= Tepuztec people =

Extinct Indigenous people of Mexico

The Tepuztec (also spelled Tepoztec), also known as the Tlacotepehua, were an indigenous people of Mexico. In the 16th century, they lived in the Sierra Madre del Sur and Costa Grande regions of what is now the state of Guerrero. Tepuztec towns included Otatlan and Tlacotepec, as well as the now extinct or renamed towns of Citlaltomagua, Anecuilco and Xahualtepec. Along the Costa Grande, they lived interspersed with the Cuitlatec people. The Tepuztec no longer exist as an identifiable group, their language having gone extinct some time after the 16th century.

The name Tepuztec derives from the Nahuatl word tepoztli, meaning "copper" or "workable metal"; the name refers to the metal artworks produced by this culture. The Tepuztec language is extinct and unclassified, no document describing it having been found. Donald Brand speculated that it was related to Cuitlatec given that both peoples originated on the Costa Grande. Nahuatl was also widely used as a lingua franca in the region.
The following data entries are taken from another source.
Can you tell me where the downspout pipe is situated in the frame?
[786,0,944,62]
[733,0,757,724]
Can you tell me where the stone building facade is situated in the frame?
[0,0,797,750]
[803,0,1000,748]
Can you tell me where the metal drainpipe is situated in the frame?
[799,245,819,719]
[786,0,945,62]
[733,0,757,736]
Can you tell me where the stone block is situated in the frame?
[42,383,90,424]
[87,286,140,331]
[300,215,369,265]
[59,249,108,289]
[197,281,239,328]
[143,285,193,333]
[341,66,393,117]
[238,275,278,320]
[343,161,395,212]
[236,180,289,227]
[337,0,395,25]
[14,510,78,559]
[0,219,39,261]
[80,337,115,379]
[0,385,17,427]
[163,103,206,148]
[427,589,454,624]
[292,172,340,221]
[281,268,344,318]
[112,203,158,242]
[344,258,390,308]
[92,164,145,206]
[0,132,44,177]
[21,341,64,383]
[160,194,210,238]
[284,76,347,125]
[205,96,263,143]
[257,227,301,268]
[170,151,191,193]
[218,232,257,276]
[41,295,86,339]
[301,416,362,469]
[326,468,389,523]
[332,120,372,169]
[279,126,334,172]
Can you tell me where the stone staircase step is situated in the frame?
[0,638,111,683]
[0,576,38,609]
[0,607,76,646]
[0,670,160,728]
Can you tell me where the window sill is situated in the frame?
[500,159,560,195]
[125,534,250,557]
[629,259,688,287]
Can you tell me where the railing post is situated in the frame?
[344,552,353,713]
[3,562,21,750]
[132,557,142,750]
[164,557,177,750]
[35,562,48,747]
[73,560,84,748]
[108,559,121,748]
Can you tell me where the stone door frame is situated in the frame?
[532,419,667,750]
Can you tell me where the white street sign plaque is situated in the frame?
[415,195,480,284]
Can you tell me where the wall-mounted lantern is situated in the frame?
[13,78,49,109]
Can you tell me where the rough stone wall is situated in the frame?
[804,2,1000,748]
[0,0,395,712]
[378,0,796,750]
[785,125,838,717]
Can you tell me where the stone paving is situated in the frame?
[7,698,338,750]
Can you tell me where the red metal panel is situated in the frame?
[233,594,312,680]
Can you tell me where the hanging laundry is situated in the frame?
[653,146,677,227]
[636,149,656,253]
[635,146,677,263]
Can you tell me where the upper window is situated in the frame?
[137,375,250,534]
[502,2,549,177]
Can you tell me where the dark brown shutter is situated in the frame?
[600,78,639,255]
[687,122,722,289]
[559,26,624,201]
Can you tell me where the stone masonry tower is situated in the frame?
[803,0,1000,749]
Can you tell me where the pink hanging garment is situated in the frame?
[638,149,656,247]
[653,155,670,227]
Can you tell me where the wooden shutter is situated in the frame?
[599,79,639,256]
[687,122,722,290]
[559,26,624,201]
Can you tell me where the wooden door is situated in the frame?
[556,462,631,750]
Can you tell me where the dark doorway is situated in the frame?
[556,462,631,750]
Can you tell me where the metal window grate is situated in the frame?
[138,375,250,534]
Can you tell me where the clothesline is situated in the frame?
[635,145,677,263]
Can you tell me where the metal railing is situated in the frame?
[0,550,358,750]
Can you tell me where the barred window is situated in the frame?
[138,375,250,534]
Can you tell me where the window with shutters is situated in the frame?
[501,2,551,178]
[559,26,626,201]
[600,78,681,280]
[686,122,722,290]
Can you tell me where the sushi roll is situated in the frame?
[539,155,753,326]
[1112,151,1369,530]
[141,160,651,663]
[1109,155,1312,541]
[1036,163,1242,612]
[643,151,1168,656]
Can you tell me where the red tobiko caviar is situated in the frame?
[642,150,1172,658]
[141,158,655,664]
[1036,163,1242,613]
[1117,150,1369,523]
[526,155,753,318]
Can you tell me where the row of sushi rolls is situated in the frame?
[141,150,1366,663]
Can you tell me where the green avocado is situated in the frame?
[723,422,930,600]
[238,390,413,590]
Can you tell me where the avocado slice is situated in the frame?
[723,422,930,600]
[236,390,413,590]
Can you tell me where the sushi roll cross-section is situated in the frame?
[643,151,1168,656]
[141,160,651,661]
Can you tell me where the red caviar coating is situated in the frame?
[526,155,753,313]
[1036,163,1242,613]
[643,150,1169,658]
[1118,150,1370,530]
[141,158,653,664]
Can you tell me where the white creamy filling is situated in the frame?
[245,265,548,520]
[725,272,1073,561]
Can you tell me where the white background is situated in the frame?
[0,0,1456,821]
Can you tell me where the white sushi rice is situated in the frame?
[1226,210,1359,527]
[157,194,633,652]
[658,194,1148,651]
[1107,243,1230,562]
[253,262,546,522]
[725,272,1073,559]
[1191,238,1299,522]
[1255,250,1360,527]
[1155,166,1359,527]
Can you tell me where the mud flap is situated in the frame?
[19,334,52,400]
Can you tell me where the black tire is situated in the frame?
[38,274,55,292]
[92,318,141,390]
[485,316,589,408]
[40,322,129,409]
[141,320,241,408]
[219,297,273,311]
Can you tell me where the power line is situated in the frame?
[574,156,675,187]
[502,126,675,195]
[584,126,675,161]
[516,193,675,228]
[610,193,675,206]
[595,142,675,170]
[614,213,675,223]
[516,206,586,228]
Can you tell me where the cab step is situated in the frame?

Little is known about their religion. They worshipped a god named Andut and a goddess named Macuili Achiotl (Nahuatl for "Five Annatto"). They were said to worship trees, rocks and animals and practice bloodletting rites on mountaintops. At least one archaeological site, dating to the postclassic period and including walls and graves full of artifacts, has been attributed to the Tepuztec culture, while the site of Soledad de Maciel was also partially inhabited by Tepuztecs. As the Purépecha and Aztec empires expanded, they both came into contact with the Tepuztec territory, the Purépecha occasionally raiding it and the Aztecs establishing some garrisons.